Stiglmayer thinks that Europe urgently needs a voluntary coalition of EU governments willing to deal with the issue of migration, including asylum rights, and implement policies aiming to protect the rights of migrants and refugees that would also be EU funded and supported. While there is a need to control migration and prevent a chaotic mass influx like in 2015 and early 2016 — and this can be done in line with the Refugee Convention — this coalition, according to the Senior Analyst, should also push for the urgent renewal of the EU-Turkey refugee agreement. They could possibly resettle more vulnerable refugees from Turkey, which is a provision under the EU-Turkey agreement; they could also help to ease the pressure on the overcrowded Greek islands by relocating some of the refugees within Europe.
It is doubtful whether the current tactic of refugee detention outside the EU’s borders can be a solution, again because Europe is betraying its own declared values. In order to prevent immigration, the EU made deals with Libya, Sudan, Niger and Rwanda, all of which are nations known for committing grave human rights abuses. Ironically, the West has engaged openly in destroying autocratic regimes (notably in Libya and Iraq), triggering a flood of refugees while contributing to the chaotic situation in those countries from which people are fleeing.

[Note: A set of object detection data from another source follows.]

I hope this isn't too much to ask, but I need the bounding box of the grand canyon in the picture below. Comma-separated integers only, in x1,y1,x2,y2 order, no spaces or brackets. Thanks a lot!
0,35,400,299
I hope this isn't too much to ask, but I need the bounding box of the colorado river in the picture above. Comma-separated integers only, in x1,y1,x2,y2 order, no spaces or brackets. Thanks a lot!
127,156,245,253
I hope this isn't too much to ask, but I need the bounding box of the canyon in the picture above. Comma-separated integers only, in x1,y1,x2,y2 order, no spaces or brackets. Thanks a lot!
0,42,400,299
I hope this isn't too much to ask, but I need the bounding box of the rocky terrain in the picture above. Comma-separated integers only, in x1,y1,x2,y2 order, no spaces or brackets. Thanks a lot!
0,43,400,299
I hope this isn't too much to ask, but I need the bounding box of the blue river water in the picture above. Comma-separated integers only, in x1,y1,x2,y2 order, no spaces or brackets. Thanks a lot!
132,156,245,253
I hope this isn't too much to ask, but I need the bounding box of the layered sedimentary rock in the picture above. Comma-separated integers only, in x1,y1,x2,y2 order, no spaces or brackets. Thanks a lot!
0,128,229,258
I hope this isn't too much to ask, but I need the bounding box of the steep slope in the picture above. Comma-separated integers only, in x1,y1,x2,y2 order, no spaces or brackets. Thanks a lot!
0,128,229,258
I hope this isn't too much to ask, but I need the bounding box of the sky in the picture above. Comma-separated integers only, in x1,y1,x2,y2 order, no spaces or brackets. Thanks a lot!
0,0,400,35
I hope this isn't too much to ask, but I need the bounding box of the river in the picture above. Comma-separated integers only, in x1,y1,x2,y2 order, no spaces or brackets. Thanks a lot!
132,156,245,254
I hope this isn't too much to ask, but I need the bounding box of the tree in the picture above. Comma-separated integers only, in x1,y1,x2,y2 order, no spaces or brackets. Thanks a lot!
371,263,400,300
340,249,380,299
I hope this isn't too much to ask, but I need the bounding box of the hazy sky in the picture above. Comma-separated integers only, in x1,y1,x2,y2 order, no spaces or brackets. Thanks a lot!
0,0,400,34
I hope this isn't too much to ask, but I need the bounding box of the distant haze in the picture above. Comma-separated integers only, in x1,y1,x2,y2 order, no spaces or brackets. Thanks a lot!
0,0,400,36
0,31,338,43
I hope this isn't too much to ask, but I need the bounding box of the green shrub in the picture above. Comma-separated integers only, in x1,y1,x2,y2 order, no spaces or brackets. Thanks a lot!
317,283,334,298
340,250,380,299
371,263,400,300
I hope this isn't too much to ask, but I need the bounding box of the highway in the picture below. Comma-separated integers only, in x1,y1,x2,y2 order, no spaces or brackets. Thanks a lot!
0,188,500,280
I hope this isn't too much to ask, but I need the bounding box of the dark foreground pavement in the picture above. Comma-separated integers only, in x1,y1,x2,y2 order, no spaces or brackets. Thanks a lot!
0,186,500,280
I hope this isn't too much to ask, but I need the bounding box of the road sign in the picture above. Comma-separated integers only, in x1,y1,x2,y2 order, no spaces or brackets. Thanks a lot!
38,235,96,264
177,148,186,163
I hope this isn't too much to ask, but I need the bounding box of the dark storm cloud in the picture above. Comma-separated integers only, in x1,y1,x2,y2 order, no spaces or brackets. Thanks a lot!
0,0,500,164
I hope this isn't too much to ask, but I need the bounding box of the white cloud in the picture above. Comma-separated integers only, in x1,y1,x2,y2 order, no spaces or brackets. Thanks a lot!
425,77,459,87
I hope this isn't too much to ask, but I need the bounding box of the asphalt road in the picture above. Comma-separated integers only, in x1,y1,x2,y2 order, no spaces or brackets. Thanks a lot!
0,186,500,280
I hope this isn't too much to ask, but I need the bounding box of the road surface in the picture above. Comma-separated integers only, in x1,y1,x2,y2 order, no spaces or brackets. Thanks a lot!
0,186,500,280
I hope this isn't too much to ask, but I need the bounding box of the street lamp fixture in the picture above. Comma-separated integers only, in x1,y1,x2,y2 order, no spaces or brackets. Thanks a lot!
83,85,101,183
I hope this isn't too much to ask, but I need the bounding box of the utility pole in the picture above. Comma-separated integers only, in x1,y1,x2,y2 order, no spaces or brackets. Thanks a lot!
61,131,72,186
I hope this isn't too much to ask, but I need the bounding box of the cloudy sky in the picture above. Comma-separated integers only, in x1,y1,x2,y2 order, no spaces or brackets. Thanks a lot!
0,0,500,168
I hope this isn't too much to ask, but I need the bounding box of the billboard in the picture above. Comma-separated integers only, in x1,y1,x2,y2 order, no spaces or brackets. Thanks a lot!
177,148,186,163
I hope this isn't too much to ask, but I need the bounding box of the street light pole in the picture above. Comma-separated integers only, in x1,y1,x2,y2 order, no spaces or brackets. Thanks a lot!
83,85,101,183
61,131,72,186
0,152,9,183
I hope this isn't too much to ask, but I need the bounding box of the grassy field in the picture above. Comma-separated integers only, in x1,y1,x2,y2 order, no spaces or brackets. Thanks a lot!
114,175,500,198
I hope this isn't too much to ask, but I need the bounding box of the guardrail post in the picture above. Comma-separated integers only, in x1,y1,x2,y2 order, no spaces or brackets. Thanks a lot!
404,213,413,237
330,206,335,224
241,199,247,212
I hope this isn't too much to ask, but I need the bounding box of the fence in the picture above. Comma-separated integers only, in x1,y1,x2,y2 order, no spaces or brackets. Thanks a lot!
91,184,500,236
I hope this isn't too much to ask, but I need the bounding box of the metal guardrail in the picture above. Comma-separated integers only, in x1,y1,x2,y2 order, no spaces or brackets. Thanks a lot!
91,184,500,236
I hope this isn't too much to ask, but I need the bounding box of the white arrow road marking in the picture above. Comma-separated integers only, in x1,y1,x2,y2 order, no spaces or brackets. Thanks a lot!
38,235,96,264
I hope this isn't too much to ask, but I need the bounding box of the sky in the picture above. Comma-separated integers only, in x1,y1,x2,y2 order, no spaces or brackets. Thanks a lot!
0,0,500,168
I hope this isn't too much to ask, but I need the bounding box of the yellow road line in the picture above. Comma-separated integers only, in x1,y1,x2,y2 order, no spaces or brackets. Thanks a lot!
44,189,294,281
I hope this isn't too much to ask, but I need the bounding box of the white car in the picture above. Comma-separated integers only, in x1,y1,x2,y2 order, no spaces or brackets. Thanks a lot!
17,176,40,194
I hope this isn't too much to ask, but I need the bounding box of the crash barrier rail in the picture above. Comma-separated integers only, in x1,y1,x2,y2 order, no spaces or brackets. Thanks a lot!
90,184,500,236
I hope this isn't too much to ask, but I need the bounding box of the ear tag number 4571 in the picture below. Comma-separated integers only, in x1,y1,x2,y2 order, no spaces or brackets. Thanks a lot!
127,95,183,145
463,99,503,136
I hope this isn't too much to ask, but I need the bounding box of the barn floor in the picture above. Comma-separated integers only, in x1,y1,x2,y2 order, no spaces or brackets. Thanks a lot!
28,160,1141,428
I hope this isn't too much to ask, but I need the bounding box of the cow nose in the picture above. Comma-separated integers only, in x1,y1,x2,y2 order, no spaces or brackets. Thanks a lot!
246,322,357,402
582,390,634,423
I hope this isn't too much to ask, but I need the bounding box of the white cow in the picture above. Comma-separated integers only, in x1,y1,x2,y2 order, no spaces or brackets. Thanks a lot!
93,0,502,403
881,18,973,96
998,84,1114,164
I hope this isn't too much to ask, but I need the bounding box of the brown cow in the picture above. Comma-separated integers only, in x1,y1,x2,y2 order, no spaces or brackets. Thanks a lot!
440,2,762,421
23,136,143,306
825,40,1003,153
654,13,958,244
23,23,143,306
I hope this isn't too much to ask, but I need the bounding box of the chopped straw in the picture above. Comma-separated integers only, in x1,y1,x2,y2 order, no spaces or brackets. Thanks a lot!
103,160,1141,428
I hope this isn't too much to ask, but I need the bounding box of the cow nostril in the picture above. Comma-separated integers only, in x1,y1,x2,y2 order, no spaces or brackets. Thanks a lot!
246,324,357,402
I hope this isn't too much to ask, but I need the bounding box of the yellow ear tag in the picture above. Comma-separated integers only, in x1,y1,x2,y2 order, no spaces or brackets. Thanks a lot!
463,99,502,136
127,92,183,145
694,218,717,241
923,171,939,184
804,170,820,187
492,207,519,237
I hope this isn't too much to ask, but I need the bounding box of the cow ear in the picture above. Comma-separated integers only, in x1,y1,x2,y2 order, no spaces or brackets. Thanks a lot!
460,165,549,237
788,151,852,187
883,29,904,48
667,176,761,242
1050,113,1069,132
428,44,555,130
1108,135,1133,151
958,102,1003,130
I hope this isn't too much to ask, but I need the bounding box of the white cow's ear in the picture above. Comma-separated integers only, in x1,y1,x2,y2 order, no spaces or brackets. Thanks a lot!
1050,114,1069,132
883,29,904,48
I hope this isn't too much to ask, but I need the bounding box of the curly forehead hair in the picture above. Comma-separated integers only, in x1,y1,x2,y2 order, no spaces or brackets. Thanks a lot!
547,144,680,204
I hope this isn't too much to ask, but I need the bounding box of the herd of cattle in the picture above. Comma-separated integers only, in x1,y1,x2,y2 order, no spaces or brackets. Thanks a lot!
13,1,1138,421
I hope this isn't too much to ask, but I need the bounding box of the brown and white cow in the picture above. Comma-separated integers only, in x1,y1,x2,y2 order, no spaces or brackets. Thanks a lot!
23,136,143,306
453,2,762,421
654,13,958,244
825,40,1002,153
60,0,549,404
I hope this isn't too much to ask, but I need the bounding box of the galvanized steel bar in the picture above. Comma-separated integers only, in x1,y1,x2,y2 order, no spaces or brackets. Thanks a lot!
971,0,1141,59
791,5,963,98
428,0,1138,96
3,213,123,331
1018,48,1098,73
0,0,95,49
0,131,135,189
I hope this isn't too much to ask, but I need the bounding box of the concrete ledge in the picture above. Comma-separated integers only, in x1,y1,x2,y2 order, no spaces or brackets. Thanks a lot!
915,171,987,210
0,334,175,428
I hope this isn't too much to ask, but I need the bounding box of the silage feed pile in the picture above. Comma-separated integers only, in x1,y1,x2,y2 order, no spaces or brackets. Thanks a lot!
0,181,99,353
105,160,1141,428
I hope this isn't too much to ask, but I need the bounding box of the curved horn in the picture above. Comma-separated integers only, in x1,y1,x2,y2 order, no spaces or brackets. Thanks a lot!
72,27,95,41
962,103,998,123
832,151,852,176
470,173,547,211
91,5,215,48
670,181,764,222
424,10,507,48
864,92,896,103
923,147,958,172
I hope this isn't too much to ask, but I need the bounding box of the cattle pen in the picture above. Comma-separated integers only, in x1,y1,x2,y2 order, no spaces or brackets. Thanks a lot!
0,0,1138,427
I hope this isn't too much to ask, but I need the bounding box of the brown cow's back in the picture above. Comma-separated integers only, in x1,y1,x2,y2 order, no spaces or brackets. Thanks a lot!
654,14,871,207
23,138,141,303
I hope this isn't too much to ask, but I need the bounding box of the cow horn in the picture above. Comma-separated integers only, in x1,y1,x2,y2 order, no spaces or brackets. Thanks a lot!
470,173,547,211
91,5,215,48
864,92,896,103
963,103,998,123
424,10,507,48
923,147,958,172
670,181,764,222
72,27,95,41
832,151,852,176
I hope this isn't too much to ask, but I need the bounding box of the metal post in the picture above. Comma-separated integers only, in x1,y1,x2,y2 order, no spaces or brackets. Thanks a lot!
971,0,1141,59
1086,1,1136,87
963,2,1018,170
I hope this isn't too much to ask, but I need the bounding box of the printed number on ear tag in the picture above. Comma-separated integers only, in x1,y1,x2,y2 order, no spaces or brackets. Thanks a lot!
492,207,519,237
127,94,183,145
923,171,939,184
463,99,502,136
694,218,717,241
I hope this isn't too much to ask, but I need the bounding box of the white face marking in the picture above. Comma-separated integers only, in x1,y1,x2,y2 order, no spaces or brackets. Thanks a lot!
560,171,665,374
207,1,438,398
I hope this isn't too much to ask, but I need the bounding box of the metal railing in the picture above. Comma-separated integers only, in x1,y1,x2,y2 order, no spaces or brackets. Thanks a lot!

“Europe is going absolutely the wrong way and it is completely blind to the long term perspective of what it needs and how it should establish relationships with its neighbourhood,” said Prof. Crépeau. It being impossible to stop migration, and with history teaching us that all policies which lead to illegal activities with an undesirable impact on society such as organised crime, the only way to stop illegal immigration, he believes, is to legalise and regulate it.
Europe needs migrants, a lot of them, on all levels. Crépeau supports this view, with UN reports since the early 2000s estimating that Europe will need between 50 and 100 million immigrants by 2050 in order to respond to economic needs. He believes that Europe is looking inwards and could do a lot more for Africa and the Middle East, but it has neither the strength nor the vision and strategy to do this. In other words, Europe really does seem to be powerless to tackle the migrant issue.
The views expressed in this article belong to the author and do not necessarily reflect the editorial policy of Middle East Monitor.